Unless I'm overlooking some vagaries of the way byte and word
instructions work on the 680x0, then I think you can do better than
this, if you can arrange that the low N bits (for N = 8 or 16) of #f and
() are the same, and different from the low N bits of every other
object. Then the false test becomes
cmp.w #NO,RESULT ;Or cmb.b
beq ---
where NO is the distinctive false bit pattern.
On the 680x0, if RESULT is not a register, then an offset of 2 or 3 must
be added to the effective address. On the little-endian VAX the right thing
happens automatically.
"Always looking for better kludges to promote inelegance."
And another nit:
Having the empty list count as false makes it harder to do
type inference, because for example you can't tell whether
a procedure that returns the empty list is supposed to return
a boolean or a list.
If type inference is a concern, then it seems to me that accepting, say,
the symbol T as a true value is just as much of a problem as accepting
the empty list as a false one; in either case you are going to have
trouble deducing that something is a boolean.

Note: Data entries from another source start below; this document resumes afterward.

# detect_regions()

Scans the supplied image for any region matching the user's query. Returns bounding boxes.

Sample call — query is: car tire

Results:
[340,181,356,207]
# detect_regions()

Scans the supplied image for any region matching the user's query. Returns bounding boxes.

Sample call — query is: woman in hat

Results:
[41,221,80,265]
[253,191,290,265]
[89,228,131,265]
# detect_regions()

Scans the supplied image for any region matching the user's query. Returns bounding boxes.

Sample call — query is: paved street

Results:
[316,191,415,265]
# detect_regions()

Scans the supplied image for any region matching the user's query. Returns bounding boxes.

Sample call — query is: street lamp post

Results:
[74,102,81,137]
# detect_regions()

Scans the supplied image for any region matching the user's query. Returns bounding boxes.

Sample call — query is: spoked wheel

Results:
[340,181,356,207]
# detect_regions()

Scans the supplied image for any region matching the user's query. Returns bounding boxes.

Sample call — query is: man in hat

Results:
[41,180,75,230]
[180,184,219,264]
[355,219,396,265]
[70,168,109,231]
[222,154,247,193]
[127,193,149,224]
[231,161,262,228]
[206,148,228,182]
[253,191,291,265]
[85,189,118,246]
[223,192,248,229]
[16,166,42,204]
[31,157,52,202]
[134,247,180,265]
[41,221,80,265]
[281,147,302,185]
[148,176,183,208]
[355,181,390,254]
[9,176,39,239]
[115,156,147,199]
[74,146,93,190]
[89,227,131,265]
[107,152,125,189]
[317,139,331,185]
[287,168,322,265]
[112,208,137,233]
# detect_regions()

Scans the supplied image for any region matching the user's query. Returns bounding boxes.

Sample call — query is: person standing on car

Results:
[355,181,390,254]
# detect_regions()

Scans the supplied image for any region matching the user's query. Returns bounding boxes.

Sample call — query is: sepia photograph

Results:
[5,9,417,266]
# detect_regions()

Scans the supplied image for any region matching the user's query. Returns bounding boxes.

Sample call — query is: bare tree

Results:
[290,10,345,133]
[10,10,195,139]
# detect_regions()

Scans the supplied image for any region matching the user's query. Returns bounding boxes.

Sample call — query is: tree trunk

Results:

Seems to me that the only
way to make type inference work well is to not only separate () from #f,
but make it be an error to allow anything other than a boolean as the
value of a test in an IF. I suspect this position would be too radical
to be accepted by most of us, perhaps even including me.
In spite of these objections: as stated above, I support making the
trueness or falseness of () be unspecified.